Are All Whole Grains Nutritious?
There’s another step to making sure that you’re consuming healthy grains, that goes beyond distinguishing between whole and refined grains. While it would be a lot easier if it was that simple, it’s important to note that some whole grains are a lot less nutritious than others. For example, if you’re comparing oats to rice, oats are naturally a lot more nutrient-rich than rice, even if both are in their whole grain form. Of course, if you’re having rice regardless, you’re far better off opting for a whole grain variety than white rice. In the end, it’s all about learning to distinguish between different kinds of grains to learn what’s healthiest, and then, also understanding each individual grain on a singular spectrum.
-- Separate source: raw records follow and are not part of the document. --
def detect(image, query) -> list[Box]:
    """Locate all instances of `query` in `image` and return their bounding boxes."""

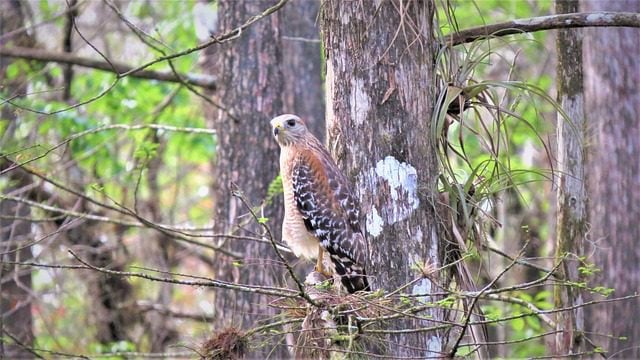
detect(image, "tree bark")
[554,0,587,356]
[281,0,325,141]
[322,0,445,358]
[581,0,640,358]
[0,1,34,359]
[204,0,286,357]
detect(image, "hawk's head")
[271,114,307,146]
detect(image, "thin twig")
[443,11,640,46]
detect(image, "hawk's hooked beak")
[273,124,282,138]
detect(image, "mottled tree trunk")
[0,1,34,359]
[204,0,284,356]
[581,0,640,358]
[554,0,587,356]
[322,0,443,357]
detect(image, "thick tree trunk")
[582,0,640,358]
[322,0,444,357]
[204,0,286,357]
[281,0,325,141]
[554,0,587,356]
[0,1,34,359]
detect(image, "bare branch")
[0,46,216,90]
[68,250,298,298]
[444,11,640,46]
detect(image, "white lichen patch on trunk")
[366,206,384,237]
[349,77,371,125]
[360,156,420,237]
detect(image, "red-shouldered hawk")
[271,114,369,293]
So What are the Healthiest Whole Grains?
A diet full of healthy whole grains has a long list of benefits, not the least of which are improving digestive health and preventing diseases like cardiovascular ailments, type 2 diabetes, and cancer. If you’re looking to up your intake, some of your best (as in, healthiest) bets include: whole rye, quinoa, millet, buckwheat, spelt, barley, oats, whole wheat, freekeh, and bulgur.
What’s the Deal with Gluten?
When you bring gluten into the mix, things get a tiny bit more complicated since trying to consume only “healthy” grains starts to mean a lot more than just eating “whole” grains; it becomes about trying to identify which grains are fair game for a gluten-free diet and which ones it’s important to steer clear of. What might come as a surprise, though, depending on how well-versed you are on gluten-free grains, is that there aren’t actually that many grains out there that contain gluten. There’s barley, wheat, and rye, but that’s about it. When you start looking at grains that are gluten-free, though, the list suddenly gets a lot longer. We’re talking quinoa, rice, buckwheat, corn, millet, amaranth, wild rice, oats, and some lesser-known grains like teff and sorghum.